For individual cases
- How will you receive the news? Are you checking in with each other? Do you have contact details for next of kin?
- How will you tell people the news internally? Who will do this?
- Are there some people you might need to share the news about publicly, such as patrons, founders or trustees? If so, do you have a template for biographies or tributes? Do you have appropriate photos you can use?
- Do you have ways that people can come together online to share their stories and memories of that person? For example, through a hashtag or in-memory board? How will you curate or share these with the person’s loved ones?
- In the absence of funerals and with so many people working from home, not seeing each other, the usual ways of coming together to grieve are not possible. What can you do to help people mourn within your organisation?
For multiple cases
- How will you keep track of people within your network who have died? Will you manage a list? Who will look after this? How might you need to use this now and later?
Tone of voice
What is your internal and external tone of voice talking about death? Do you use euphemisms like ‘passed away’? Or talk in a more matter of fact way? It is a good time now to work this out if you haven’t already. The NHS health writing style guide has just added an entry to clarify how they write about death and dying. They use direct language.
What systems do you need to put in place to help people process bad news? This can be really hard especially when everyone is working remotely. Good internal comms is key.
Regularly review whether your internal channels are working well. Is everyone engaged? Are your systems making things easier or adding more stress?
How can you add some light relief? I have seen people starting their team conference calls with a quiz or tours round their homes or with a fancy dress theme (such as a hat). Other people bring their children or pets on the calls to say hi.

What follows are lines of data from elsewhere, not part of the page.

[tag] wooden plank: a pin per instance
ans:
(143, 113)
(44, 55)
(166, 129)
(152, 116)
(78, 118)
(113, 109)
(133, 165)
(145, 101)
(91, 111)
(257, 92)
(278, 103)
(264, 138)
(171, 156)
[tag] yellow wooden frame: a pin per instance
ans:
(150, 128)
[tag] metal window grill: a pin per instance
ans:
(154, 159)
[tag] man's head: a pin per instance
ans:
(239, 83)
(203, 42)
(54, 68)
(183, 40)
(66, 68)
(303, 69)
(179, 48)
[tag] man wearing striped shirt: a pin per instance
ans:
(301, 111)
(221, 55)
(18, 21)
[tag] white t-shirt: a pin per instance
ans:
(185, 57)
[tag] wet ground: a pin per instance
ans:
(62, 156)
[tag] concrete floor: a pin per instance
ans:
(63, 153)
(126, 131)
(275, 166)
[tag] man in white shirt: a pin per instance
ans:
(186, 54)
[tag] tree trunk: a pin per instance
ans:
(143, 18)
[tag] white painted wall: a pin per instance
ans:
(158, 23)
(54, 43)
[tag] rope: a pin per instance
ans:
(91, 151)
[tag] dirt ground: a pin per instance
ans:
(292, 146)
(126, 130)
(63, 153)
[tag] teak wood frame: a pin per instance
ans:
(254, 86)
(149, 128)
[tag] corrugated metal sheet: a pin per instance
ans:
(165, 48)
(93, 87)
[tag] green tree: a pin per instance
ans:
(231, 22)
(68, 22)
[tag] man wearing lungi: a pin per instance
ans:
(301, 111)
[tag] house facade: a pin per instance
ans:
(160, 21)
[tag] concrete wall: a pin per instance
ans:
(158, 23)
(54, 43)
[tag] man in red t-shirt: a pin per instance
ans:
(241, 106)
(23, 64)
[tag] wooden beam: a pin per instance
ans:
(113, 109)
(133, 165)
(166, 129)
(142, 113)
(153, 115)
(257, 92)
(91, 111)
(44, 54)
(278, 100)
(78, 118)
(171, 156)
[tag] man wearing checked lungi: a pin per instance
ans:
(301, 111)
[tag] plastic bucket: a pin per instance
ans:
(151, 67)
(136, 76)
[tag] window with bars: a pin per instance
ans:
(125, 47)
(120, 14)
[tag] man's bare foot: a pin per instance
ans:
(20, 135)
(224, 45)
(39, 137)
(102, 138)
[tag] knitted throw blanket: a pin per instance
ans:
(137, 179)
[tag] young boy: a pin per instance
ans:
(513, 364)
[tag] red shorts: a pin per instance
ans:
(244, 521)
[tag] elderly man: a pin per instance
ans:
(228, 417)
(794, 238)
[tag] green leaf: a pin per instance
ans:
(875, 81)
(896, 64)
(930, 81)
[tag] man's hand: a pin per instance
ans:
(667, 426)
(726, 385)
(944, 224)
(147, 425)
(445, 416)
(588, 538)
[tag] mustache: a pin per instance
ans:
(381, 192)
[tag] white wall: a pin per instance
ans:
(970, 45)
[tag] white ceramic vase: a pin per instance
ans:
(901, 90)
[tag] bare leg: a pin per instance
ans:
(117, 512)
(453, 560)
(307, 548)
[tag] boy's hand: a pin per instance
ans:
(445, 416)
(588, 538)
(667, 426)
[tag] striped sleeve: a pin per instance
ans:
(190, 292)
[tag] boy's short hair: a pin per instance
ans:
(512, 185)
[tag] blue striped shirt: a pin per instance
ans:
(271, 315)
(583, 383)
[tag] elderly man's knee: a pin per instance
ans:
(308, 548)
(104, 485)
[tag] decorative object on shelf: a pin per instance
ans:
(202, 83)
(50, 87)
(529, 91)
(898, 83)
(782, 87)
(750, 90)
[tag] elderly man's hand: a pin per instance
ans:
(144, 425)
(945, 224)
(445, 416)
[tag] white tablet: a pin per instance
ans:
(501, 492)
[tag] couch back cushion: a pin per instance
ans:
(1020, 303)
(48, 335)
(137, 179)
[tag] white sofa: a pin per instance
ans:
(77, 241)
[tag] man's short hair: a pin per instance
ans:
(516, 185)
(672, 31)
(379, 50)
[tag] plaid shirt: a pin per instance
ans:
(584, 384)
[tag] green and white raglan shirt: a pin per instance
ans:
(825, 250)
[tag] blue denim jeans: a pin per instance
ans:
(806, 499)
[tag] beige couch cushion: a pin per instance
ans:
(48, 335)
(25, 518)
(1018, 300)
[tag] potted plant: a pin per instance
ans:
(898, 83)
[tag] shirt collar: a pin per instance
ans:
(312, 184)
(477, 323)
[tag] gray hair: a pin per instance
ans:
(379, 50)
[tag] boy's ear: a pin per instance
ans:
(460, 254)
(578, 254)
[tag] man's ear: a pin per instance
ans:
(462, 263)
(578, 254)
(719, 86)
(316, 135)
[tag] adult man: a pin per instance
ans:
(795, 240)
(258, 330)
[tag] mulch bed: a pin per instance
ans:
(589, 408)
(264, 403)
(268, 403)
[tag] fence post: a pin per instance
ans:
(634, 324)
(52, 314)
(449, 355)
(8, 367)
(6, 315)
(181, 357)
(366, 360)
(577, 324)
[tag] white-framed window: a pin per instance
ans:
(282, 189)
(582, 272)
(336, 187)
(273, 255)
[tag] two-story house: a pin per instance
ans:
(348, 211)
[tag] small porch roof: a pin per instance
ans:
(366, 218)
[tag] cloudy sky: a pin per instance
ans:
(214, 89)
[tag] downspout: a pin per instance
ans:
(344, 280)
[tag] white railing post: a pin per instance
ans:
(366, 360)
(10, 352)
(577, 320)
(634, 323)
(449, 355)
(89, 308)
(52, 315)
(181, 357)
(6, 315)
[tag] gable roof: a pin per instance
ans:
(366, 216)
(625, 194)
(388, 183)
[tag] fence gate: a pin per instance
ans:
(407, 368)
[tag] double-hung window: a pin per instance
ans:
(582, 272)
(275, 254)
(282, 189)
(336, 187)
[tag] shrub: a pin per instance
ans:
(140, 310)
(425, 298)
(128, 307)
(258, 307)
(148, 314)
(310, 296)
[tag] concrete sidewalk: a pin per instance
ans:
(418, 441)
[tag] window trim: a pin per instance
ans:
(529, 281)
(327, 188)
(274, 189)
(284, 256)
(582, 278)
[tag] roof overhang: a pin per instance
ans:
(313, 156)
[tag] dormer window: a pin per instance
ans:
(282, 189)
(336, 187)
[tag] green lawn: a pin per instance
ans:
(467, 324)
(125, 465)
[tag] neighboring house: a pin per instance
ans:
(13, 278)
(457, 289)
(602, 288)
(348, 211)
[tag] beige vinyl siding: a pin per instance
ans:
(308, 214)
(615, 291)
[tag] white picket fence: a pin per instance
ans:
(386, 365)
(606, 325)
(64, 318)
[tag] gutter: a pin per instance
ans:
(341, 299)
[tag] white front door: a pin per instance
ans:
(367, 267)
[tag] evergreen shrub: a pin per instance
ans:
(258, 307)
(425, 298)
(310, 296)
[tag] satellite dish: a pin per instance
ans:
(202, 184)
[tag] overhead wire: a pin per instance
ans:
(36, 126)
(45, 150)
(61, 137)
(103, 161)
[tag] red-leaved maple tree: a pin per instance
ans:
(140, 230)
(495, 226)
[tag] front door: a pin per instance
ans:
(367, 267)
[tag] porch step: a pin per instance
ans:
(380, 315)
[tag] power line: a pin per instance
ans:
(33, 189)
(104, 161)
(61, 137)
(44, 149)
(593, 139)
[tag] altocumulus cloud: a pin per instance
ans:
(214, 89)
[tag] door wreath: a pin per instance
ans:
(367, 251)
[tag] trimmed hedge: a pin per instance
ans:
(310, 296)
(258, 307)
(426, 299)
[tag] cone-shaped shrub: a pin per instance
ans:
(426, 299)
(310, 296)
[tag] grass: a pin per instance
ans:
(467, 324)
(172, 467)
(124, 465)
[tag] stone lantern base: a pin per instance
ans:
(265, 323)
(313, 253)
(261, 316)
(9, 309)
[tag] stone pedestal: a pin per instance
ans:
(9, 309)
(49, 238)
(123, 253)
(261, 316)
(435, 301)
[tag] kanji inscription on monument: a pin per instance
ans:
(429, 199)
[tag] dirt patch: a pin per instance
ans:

Useful resources about mental health
Look after yourself and your colleagues. This thread from Matthew Sherrington about managing your team through a crisis – organising, communicating, taking care of yourself and others, is full of useful tips.
Here are some other useful links.
- Looking after your mental health during the Coronavirus outbreak – Mental Health Foundation.
- Coronavirus and your wellbeing – Mind.
- Covid19 hub – Rethink.
- If you are worried about your mental health through the coronavirus outbreak – Samaritans.
- What to do if you are anxious about coronavirus – Young Minds.
- Coronavirus hub – Young Scot.
- A wellbeing guide for comms professionals – Charity Comms.
Useful resources about grief and bereavement
- Cruse have information about dealing with bereavement and grief during the coronavirus crisis.
- General resources from Dying Matters. Follow Dying Matters on Twitter too.
- Marie Curie’s Talk About website has lots of good reads about dealing with death and dying.
Have you read anything else useful I should add here? Or seen examples? Or got tips. Please add in the comments or let me know.
See also: Coronavirus comms for charities.
Look after yourselves please. And wash you hands.